Tests are always done to find out why a woman is experiencing RPL-- these are detailed analyses of the medical and genetic history of the parents and can include a karyotype analysis. This is the chromosomal makeup of a person and is used to determine if there are genetic abnormalities present. Tests of the uterus are conducted, as well as a hormone evaluation and ovarian function. However, sometimes these tests do not offer conclusive evidence for why RPL is occuring.
Could Sperm DNA be to Blame?
While women undergo extensive testing to determine a cause for their RPL, often men are not even tested at all. This may seem strange since scientists know that sperm play an important role in the development of the placenta-- which is vital for the unborn baby. This study was conducted to determine if the male partners of women experiencing RPL may have an increased chance of higher sperm damage. They examined 50 healthy men whose partners did not experience RPL, and compared them to 63 men whose partners did experience this.

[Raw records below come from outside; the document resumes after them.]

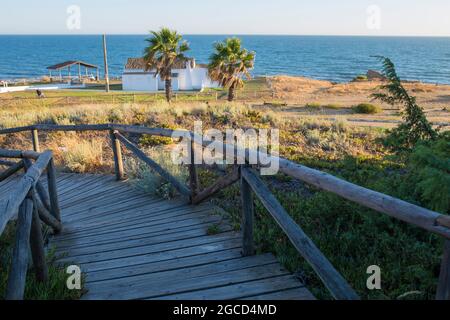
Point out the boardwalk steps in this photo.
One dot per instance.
(134, 246)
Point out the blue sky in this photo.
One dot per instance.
(303, 17)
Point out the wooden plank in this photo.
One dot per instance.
(289, 294)
(18, 154)
(248, 246)
(35, 140)
(335, 283)
(37, 248)
(193, 176)
(165, 287)
(157, 213)
(55, 210)
(243, 290)
(19, 264)
(117, 153)
(143, 250)
(77, 243)
(210, 269)
(165, 265)
(443, 291)
(219, 185)
(206, 244)
(181, 214)
(11, 170)
(182, 189)
(10, 205)
(195, 232)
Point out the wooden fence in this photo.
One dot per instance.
(32, 203)
(251, 183)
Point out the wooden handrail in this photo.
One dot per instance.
(335, 283)
(163, 173)
(28, 203)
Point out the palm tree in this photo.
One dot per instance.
(230, 64)
(165, 49)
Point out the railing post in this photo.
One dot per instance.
(118, 161)
(193, 176)
(443, 291)
(37, 247)
(35, 138)
(248, 248)
(19, 264)
(53, 190)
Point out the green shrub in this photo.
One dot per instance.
(366, 108)
(313, 105)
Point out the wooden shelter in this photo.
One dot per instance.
(68, 64)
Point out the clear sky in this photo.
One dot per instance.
(302, 17)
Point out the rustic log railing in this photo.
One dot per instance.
(250, 183)
(32, 204)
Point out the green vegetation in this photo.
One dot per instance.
(366, 108)
(229, 64)
(165, 50)
(352, 237)
(54, 289)
(416, 127)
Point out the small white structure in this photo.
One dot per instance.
(186, 76)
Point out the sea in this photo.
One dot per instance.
(334, 58)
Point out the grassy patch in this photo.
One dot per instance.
(54, 289)
(367, 108)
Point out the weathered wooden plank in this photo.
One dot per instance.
(46, 217)
(117, 153)
(11, 170)
(443, 290)
(55, 210)
(219, 185)
(18, 154)
(243, 290)
(19, 264)
(10, 205)
(335, 283)
(289, 294)
(37, 248)
(248, 247)
(163, 173)
(148, 249)
(184, 214)
(128, 219)
(88, 242)
(35, 140)
(146, 241)
(206, 244)
(210, 269)
(165, 265)
(165, 287)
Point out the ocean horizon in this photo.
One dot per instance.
(333, 58)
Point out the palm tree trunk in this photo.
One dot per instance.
(168, 89)
(231, 93)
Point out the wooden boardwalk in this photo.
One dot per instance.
(133, 246)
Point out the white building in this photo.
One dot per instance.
(186, 76)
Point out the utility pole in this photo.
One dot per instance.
(105, 54)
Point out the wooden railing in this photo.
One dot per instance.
(31, 203)
(251, 183)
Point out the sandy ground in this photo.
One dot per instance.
(297, 92)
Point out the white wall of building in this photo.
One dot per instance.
(186, 80)
(139, 81)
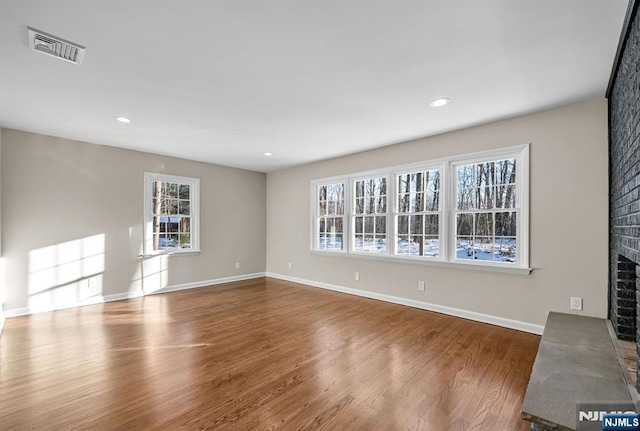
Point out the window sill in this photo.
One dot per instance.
(436, 263)
(170, 253)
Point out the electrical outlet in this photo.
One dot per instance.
(576, 303)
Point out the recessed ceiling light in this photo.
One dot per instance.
(440, 102)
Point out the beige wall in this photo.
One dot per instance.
(2, 294)
(58, 194)
(568, 227)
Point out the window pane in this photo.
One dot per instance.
(335, 242)
(465, 178)
(172, 190)
(185, 225)
(184, 207)
(484, 224)
(369, 245)
(359, 227)
(484, 197)
(506, 171)
(506, 197)
(464, 224)
(483, 248)
(506, 224)
(431, 246)
(404, 203)
(359, 189)
(184, 192)
(380, 244)
(322, 208)
(358, 243)
(465, 199)
(369, 224)
(431, 226)
(331, 208)
(322, 193)
(403, 245)
(505, 250)
(173, 224)
(404, 183)
(485, 174)
(416, 224)
(172, 206)
(370, 205)
(464, 247)
(403, 225)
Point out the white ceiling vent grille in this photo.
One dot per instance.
(55, 46)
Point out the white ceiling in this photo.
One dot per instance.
(225, 81)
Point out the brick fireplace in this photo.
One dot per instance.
(624, 168)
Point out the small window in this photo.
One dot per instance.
(171, 213)
(418, 213)
(370, 215)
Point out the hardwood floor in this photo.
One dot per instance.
(261, 354)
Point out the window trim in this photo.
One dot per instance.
(350, 211)
(446, 165)
(194, 204)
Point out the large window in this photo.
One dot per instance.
(171, 213)
(487, 207)
(369, 215)
(329, 216)
(465, 210)
(418, 213)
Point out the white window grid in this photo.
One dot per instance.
(446, 213)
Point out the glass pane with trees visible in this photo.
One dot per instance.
(330, 216)
(417, 223)
(171, 215)
(370, 220)
(484, 231)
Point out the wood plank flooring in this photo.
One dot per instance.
(261, 354)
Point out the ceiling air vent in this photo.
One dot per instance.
(55, 46)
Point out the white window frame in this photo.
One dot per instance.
(315, 213)
(441, 213)
(352, 215)
(521, 155)
(194, 210)
(447, 211)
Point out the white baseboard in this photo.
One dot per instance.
(209, 282)
(15, 312)
(466, 314)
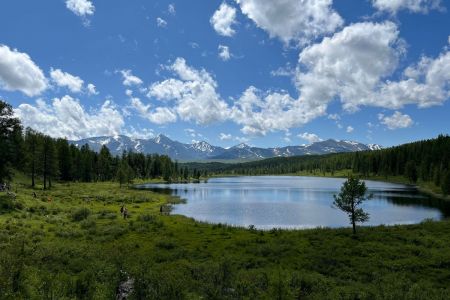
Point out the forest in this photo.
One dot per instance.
(69, 240)
(427, 161)
(49, 159)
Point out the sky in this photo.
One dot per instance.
(227, 72)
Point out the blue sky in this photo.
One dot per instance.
(374, 71)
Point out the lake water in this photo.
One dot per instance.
(296, 202)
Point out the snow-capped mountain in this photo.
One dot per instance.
(161, 144)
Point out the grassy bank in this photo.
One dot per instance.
(71, 242)
(425, 187)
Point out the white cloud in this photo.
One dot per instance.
(350, 65)
(260, 113)
(63, 79)
(293, 20)
(91, 89)
(310, 137)
(193, 93)
(425, 84)
(225, 136)
(160, 115)
(224, 52)
(81, 8)
(171, 9)
(334, 117)
(416, 6)
(66, 117)
(223, 19)
(139, 134)
(129, 79)
(161, 22)
(396, 121)
(19, 73)
(286, 71)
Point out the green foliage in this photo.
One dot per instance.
(446, 183)
(45, 255)
(352, 195)
(80, 214)
(424, 161)
(10, 141)
(411, 171)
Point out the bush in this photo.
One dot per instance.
(147, 218)
(80, 214)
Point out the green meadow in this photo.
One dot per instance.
(71, 242)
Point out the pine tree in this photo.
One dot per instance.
(32, 139)
(352, 195)
(10, 134)
(411, 171)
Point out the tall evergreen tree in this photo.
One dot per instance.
(352, 195)
(32, 146)
(10, 135)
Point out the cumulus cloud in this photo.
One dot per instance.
(415, 6)
(193, 94)
(161, 22)
(171, 9)
(396, 121)
(19, 73)
(66, 117)
(91, 89)
(354, 66)
(293, 20)
(224, 52)
(160, 115)
(262, 112)
(129, 79)
(310, 137)
(225, 136)
(223, 19)
(426, 84)
(81, 8)
(64, 79)
(349, 65)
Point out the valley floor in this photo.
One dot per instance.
(72, 243)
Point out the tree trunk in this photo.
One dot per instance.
(45, 171)
(353, 216)
(32, 174)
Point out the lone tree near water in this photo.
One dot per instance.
(353, 193)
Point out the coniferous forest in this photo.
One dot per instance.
(50, 159)
(427, 161)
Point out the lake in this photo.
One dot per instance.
(296, 202)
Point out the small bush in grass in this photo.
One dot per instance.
(88, 223)
(147, 218)
(80, 214)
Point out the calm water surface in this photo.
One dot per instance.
(296, 202)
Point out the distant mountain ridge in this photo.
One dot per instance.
(161, 144)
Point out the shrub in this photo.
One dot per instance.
(80, 214)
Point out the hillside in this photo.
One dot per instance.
(161, 144)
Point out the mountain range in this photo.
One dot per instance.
(161, 144)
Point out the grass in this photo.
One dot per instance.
(72, 243)
(425, 187)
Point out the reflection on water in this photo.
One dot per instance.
(296, 202)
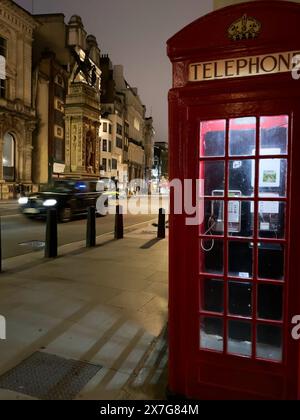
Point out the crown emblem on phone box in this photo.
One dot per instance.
(244, 28)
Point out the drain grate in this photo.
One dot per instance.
(49, 377)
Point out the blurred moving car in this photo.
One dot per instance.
(69, 197)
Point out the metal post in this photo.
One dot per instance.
(91, 228)
(119, 223)
(161, 232)
(0, 246)
(51, 234)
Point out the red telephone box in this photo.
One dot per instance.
(235, 275)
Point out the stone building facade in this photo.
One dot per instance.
(17, 113)
(68, 77)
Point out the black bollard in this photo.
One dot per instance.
(0, 246)
(119, 224)
(161, 232)
(51, 234)
(91, 228)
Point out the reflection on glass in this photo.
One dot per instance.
(272, 177)
(240, 338)
(271, 219)
(242, 136)
(241, 177)
(271, 261)
(269, 342)
(274, 134)
(240, 218)
(240, 262)
(211, 334)
(211, 256)
(212, 178)
(212, 142)
(270, 302)
(213, 295)
(240, 299)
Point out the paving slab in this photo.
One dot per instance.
(106, 306)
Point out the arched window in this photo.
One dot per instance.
(8, 159)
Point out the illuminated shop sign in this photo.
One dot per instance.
(243, 67)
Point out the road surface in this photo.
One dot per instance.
(18, 232)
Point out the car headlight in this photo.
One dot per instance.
(23, 200)
(50, 203)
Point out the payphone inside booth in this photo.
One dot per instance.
(234, 279)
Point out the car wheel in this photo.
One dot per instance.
(65, 215)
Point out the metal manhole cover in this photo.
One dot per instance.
(49, 377)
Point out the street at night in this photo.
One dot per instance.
(149, 203)
(21, 235)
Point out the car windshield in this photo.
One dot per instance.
(60, 187)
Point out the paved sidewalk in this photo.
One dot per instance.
(106, 306)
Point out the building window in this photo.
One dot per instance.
(59, 153)
(119, 130)
(2, 89)
(104, 146)
(136, 124)
(8, 159)
(114, 164)
(59, 81)
(3, 47)
(119, 143)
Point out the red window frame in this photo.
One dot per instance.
(256, 239)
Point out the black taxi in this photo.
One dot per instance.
(69, 197)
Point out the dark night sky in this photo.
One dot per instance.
(134, 33)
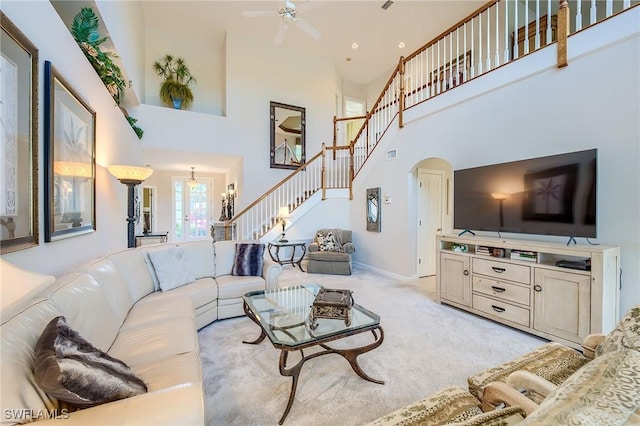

After measuring levels of testosterone, sperm quantity and quality, and other molecular tests, the researchers found that the men who were experiencing RPL with their partners had twice as much sperm damage than the men whose partners were not experiencing RPL. They specifically observed the level of a chemical entity called reactive oxygen species in the men with partners experiencing miscarriages-- and observed that a much higher level of this particular chemical was present in these men.
Miscarriages happen for many reasons, but one of those reasons might be quality of sperm in a woman’s partner. It seems that since sperm DNA damage can affect fertility, it might be worthwhile to begin regularly testing men when their partners are affected by RPL.